The truth is, we chased al-Qaeda from Iraq and Afghanistan and it is now in lunatic fashion chasing Danish cartoonists, European novelists, and opera producers as it cuts the fingers off smokers, tries to cover up the genitalia of animals, and looks for the mentally ill to strap on suicide belts.…
George W. Bush is reviled, in part because of an inability to articulate what the war against terror was, and what it was for.

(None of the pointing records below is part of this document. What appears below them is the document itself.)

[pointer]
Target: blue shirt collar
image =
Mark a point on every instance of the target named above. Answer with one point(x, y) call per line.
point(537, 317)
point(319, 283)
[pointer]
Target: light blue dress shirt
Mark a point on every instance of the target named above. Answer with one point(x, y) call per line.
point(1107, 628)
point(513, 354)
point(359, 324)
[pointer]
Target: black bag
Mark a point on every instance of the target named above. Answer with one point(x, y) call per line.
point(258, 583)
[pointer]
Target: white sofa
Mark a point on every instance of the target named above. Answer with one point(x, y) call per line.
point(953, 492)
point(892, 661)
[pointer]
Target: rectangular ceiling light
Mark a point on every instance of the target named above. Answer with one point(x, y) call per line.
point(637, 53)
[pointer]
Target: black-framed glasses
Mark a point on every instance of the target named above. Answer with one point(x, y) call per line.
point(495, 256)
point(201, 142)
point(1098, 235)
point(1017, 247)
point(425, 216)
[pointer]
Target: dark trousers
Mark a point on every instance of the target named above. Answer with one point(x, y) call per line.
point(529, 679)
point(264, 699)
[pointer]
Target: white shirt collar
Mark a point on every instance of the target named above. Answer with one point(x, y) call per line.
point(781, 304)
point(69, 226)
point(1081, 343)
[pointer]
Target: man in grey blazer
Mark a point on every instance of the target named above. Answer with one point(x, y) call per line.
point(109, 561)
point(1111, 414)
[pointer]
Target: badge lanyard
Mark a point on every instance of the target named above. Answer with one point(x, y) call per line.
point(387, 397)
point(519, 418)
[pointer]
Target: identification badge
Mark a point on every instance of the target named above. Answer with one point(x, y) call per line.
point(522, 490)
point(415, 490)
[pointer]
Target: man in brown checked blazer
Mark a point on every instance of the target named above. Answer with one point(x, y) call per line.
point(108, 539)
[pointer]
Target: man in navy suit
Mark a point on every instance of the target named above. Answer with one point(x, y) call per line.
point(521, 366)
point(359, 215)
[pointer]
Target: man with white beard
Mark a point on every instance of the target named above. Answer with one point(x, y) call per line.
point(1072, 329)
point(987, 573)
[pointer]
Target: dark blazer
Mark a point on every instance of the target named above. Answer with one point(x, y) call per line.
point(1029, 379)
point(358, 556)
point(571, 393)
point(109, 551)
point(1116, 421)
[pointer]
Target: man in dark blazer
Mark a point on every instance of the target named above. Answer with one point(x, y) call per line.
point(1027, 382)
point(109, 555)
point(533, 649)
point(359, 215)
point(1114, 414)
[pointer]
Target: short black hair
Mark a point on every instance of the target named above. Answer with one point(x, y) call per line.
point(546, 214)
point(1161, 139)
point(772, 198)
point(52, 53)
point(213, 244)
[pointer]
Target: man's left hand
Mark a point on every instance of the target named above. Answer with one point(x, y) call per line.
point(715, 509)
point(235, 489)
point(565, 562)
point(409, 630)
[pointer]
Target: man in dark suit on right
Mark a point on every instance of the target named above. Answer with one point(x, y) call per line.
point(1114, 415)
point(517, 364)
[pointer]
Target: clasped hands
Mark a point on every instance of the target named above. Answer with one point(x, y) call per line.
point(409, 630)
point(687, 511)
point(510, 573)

But Bush hatred has been reduced to a sort of politically correct trinket, worn around the neck of the clannish critics as a reminder of the President's ineptness in expression or supposedly dangerous views—without examining what others might have done to achieve the same results of achieving freedom from further attack.
But in years to come it may well be said that the president kept us safe for years when none thought he could, and removed the two most odious regimes in the Middle East and replaced them with the two best—and confronted a confident and ascendant radical Islam and left it demoralized and discredited among its own host Arab and Muslim constituents. In the present toxic environment, all of that is not to be spoken—but all that has nevertheless happened since September 11.